A capacidade de improvisar é uma qualidade. Basta conferir isso no futebol, principalmente no drible; Mas no governo é, por si só, um desastre
Celso Ming
A capacidade de improvisar é uma qualidade. Basta conferir isso no futebol, principalmente no drible. Mas no governo é, por si só, um desastre.
A condução do processo de elaboração do Orçamento da União de 2016 foi até agora um show de amadorismo e de irresponsabilidade. Precisou o Brasil ter sido rebaixado na classificação de risco para o grau de especulação para que o governo Dilma afinal acordasse e se propusesse a reverter o déficit de R$ 30,5 bilhões no orçamento, ou 0,5% do PIB, para o superávit de R$ 43,8 bilhões, ou de 0,7% do PIB, proposto anteriormente. É como destruir a rede de esgotos e, depois de emporcalhada a casa, tratar de improvisar um escoamento.
Um dos sinais de improvisação foi fornecido pelo ministro da Fazenda, Joaquim Levy, que tentou justificar a volta da CPMF com o argumento de que custaria uma merreca, apenas “2 milésimos, numa entrada de cinema”. Agora, os políticos querem aumentar a merreca em mais 1,8 milésimos para oferecer aos Estados e municípios e favorecer sua aprovação no Congresso.
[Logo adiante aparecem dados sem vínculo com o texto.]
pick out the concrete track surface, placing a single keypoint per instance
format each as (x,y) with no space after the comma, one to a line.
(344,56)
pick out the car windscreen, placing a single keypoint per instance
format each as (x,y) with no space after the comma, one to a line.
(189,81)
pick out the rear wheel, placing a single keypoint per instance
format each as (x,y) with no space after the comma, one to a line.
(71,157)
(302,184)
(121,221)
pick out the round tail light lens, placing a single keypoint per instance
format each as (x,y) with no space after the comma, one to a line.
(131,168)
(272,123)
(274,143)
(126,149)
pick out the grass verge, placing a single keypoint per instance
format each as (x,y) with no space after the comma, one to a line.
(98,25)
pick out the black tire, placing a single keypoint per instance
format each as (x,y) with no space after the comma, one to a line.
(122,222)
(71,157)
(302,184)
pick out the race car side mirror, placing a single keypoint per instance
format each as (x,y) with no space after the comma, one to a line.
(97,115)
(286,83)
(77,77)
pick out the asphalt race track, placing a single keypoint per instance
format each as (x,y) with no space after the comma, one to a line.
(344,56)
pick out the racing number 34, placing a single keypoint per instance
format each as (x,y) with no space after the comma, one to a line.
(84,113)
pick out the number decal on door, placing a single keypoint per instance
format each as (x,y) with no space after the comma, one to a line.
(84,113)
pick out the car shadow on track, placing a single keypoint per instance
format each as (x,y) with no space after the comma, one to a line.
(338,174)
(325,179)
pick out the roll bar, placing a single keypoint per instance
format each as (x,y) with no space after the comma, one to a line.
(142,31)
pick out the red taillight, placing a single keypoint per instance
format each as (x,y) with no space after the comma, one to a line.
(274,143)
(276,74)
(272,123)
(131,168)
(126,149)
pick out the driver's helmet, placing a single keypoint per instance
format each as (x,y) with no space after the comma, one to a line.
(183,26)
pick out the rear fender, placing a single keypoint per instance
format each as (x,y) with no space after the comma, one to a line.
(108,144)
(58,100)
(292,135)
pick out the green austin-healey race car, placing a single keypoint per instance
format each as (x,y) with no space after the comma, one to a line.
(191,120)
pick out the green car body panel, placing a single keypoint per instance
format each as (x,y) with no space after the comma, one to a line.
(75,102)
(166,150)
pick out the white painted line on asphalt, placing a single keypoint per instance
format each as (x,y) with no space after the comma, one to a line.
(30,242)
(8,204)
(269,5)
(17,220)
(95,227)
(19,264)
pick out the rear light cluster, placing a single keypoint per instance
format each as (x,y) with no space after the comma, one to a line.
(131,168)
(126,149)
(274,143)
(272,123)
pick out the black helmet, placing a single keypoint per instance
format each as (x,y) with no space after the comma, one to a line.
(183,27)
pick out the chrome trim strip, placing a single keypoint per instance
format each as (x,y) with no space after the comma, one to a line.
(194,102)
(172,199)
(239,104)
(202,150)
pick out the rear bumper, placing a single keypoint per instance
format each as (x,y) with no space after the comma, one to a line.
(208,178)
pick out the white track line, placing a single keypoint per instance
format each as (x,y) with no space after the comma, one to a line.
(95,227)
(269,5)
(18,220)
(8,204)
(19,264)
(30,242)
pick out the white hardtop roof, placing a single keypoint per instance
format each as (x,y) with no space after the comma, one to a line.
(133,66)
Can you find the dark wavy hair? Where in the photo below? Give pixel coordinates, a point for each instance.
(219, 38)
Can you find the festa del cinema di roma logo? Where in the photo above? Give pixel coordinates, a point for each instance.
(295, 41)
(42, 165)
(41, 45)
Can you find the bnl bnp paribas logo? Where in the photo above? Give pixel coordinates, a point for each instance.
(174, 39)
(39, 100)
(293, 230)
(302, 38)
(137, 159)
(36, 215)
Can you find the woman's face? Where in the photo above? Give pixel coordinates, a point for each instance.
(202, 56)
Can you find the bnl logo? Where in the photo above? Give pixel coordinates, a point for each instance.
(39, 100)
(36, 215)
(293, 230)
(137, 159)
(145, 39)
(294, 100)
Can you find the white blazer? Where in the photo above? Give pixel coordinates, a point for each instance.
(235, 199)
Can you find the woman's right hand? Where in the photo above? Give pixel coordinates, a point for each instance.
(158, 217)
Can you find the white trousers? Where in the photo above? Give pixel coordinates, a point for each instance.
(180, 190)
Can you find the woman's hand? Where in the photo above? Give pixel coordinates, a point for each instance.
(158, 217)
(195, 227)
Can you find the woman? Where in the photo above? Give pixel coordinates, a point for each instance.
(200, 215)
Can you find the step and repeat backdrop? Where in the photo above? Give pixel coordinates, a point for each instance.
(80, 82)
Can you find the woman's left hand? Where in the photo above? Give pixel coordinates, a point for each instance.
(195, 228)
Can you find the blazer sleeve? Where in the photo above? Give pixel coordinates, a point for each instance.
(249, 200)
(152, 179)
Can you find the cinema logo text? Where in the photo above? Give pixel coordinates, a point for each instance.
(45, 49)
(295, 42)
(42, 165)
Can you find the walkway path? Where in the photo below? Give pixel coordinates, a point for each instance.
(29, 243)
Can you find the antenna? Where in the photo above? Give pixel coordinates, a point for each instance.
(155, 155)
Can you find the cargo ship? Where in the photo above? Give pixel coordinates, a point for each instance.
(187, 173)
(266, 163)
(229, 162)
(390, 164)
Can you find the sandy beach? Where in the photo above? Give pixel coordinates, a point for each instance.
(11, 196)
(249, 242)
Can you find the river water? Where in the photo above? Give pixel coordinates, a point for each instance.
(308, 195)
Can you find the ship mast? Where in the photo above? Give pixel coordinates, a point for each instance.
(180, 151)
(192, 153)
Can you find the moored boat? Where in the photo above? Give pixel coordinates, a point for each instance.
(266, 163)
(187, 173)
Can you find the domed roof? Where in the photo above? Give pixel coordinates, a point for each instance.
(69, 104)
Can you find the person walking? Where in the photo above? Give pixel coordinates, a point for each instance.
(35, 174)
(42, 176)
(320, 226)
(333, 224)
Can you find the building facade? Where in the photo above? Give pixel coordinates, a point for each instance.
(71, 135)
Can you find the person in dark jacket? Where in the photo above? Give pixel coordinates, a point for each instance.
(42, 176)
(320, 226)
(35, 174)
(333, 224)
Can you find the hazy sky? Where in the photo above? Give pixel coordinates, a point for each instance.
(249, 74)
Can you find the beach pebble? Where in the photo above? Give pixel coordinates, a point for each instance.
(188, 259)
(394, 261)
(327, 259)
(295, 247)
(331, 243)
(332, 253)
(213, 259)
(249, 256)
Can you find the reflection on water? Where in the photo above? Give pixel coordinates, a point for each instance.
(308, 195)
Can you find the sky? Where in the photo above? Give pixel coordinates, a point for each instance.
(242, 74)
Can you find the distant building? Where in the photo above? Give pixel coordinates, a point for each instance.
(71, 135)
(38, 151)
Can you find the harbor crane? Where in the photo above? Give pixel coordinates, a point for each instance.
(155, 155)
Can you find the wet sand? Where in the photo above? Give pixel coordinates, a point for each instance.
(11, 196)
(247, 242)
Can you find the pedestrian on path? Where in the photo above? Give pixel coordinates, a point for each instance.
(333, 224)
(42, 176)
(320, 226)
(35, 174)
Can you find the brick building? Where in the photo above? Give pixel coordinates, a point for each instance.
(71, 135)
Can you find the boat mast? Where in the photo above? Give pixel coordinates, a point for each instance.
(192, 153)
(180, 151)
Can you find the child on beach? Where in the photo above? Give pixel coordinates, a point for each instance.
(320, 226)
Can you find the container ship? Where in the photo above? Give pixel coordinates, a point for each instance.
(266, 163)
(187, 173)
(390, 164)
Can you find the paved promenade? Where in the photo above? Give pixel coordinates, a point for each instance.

A justificativa para a recriação da CPMF é o rombo brutal da Previdência. O ministro Levy citou seus números. Esse déficit foi de R$ 57 bilhões em 2014, passará a R$ 88 bilhões em 2015 e saltará para R$ 117 bilhões em 2016. Mais que dobrará em dois anos. (Veja o gráfico).
Essas estatísticas, por si sós, já dão o que falar. Até agora, o governo Dilma não admitia a existência de um problema grave no sistema previdenciário. Há um ano e meio mandou demitir o funcionário Leonardo Rolim do Ministério da Previdência porque avisara que o déficit não seria de apenas R$ 40 bilhões, como sustentava o governo, mas de R$ 50 bilhões. Na verdade, o déficit ficou ainda maior, ficou nos R$ 57 bilhões, como apontado por Levy. Se os critérios que prevaleceram em 2014 continuassem valendo, o ministro Levy teria de ser demitido por apontar estatísticas que em 2014 eram consideradas alarmistas. Mas agora, esse alarmismo serve ao objetivo de trazer de volta a CPMF: ora, se há uma situação de emergência, é preciso uma resposta de emergência.
No entanto, para o equacionamento desse problemão na Previdência, não basta a gambiarra da CPMF. Para problemas estruturais são necessárias reformas estruturais, entre as quais a que defina a idade mínima para a aposentadoria. Mas essas reformas só produzirão algum efeito a longo prazo. Enquanto esse longo prazo não chegar, os déficits continuarão comparecendo à planilha de despesas do governo federal. Agora, a pergunta: nesse caso, seria necessário criar uma nova CPMF a cada ano para tapar cada rombo?
De todo modo, o principal obstáculo desse pacote não é técnico; é político. O governo Dilma enfrenta problemas de legitimidade. Numa emergência, mesmo um programa cheio de defeitos, como este, poderia passar pelo Congresso se a presidente Dilma contasse com sustentação política. E é isso que mais lhe falta neste momento.
Ela perdeu apoio porque deixou a economia e as contas públicas se deteriorarem. Agora que se propõe a consertar os estragos, não tem base política para isso.
Os preços do minério de ferro continuam prostrados. Aí está a evolução dos últimos 12 meses.
Caçapa cantada
Mais que uma questão política, o pedido de demissão do ministro Mangabeira Unger, da Secretaria de Assuntos Estratégicos, é questão de lógica. O governo Dilma não consegue ser coerente. Não tem como aceitar estratégia. Embora tivesse o que dizer, Mangabeira não conseguia ser ouvido. Seu cargo foi dos primeiros a circular como parte do enxugamento dos ministérios, sem que tivesse sido previamente informado.